MUSICAL INSTRUMENTS

Instruments are time tested and worn tools we use to carve the world of vibration to form sound and music. They have a shapely beauty to them that I re-interpret to get perspective on the form we take for granted.

I might not have smashed as many guitars as Jimi Hendrix, but certainly more violins. Like Hendrix, the destruction is part of the art being created and is a performance within itself. I’ve often documented their demise, sometimes slow and methodical, sometimes more consciously violent, less controlled and performance art based, where the sound and visuals have an added level to the work.
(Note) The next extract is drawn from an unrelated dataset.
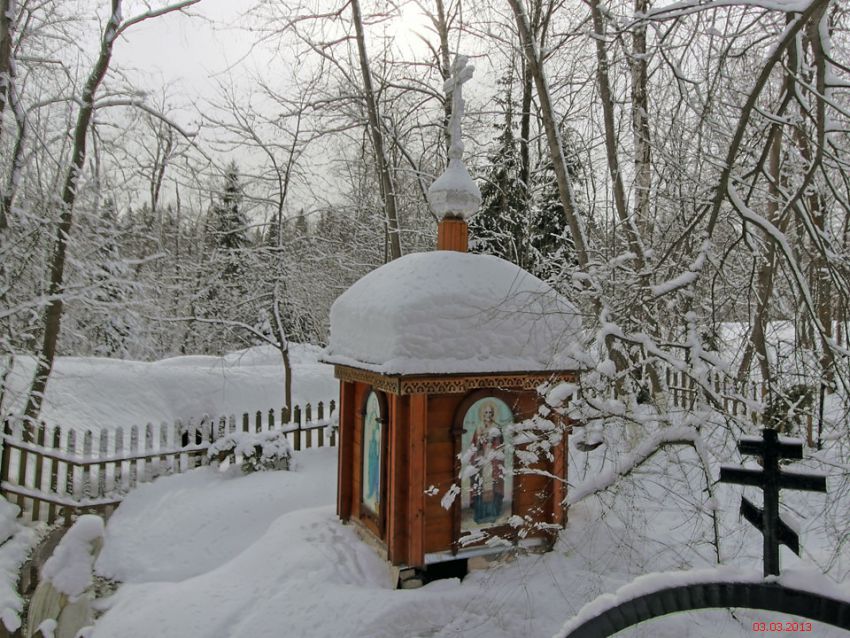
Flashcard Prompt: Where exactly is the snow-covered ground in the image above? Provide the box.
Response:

I reassemble what remains, attempting to orderly represent the instrument’s tension released during its sudden transformation.

In later musical instrument work, I’ve dropped the destruction of already irrepairable instruments and created sculpted instruments from new and recycled parts. A metal guitar made from Klimt’s Tree of Life, a clarinet from old bicycle parts, a Mexican bass guitar from antique farm equipment and lobster traps parts, a stringed medieval instrument from a rowboat oar.

When asked if the instruments are functional, if the sculptures make sound or can be played, Savage responds, “The goal is not to surpass their sound quality, but to visually get us out of the mind-accepted box. Some do make a un-tuned sound as they have my version of strings. When the instrument body’s form has been released in it’s destruction, when vibration ceases, and silence moves in, I realize just how much tension is built into an instrument.”